Thank you, Leonard Peikoff.
"Kant builds magnificently upon the raw irrationality and depravity of Berkeley and Hume"
I'm really uncomfortable with this idea of calling bad ideas, as such "evil". Hume's skepticism, unlike Kant's, was in no way "impurely" motivated. There is no Hume-ian equivalent of that Kantian one liner "I have found it necessary to deny knowledge in order to make room for faith". Hume was merely a skeptic, who put out an argument that still holds a lot of weight to this day, not because of some inherent "cultural bankruptcy", but because its a very persuasive argument if you don't know better.
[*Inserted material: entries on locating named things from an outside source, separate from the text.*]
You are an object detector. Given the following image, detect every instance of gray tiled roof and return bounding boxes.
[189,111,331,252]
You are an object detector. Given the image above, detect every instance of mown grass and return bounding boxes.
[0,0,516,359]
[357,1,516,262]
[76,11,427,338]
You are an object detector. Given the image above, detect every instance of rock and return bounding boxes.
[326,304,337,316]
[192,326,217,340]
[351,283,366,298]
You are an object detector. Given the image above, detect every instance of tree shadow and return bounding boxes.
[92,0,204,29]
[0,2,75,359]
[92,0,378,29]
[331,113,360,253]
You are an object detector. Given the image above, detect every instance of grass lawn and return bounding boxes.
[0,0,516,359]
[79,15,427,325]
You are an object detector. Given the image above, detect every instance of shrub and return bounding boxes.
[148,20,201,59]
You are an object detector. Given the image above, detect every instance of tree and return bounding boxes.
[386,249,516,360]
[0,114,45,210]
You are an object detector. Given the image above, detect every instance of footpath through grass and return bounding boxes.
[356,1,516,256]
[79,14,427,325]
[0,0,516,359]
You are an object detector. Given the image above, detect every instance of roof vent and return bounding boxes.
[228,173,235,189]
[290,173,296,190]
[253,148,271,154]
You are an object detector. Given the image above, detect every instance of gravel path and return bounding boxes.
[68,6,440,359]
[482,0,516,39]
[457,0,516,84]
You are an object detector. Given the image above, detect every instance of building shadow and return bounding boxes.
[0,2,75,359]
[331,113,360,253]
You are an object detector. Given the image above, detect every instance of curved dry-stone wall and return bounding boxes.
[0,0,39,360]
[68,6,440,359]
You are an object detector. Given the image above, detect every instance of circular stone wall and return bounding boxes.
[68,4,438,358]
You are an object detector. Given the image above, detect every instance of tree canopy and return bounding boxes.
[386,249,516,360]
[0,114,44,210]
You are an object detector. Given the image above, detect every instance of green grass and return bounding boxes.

"No-one writes in a more incompetent, incomprehensible, serpentine, tortured, tedious way"
if he's so incompetent and incomprehensible, how did he come to be taken seriously at the peak of the enlightenment? The very fact that he managed to get his works read implies that A: either his works are not "incompetent" and "incomprehensible" in their writing-- If they were, no one would understand them to follow them, or B: that the culture of the time, of the enlightment, was already corrupt enough to want to read them-- in which case he is no longer culpable for the world's descent into hell, as the train was already en route.
"His impure thoughts lead to his impure words which lead to impure deeds done by and to everybody."
1: "impure thoughts"?? you sound like christian. Bad ideas do not constitute some sort of moral "impurity", only direct evasions do.
2: First you call him incompetent, now you use language which paints him out nearly as an omnipotent devil. "done by and to everyone"? that's a lot of credit.
"Nothing is, or ever can be, more false and evil -- or more non-existent and yet destructive -- than his absurd "noumena" and "things-in-themselves."
If you wanted to say he had the most evil ideas ever, that's one thing. But to claim they are not only the most evil ideas ever to exist, but the most evil ideas that ever could possibly exist, implying that it is impossible to make anything more evil? You've got to be kidding. Surely, even if kant is history's greatest villain to date, surely someone will outdo him given enough time.
"This nihilism taken to a height and state of perfection ultimately leads"
Kant was no nihilist. whether or not he made nihilism possible, he certainly wasn't one himself. His "categorical imperative" is a monstrosity, a horrible horrible excuse for an ethic. It still is an ethic. Kant wasn't interested in destroying ethics, or value, or anything else. He was interested in, in his own, twisted way, preserving the intrinicist values of his time. And putting forth a quasi skeptical epistemology also.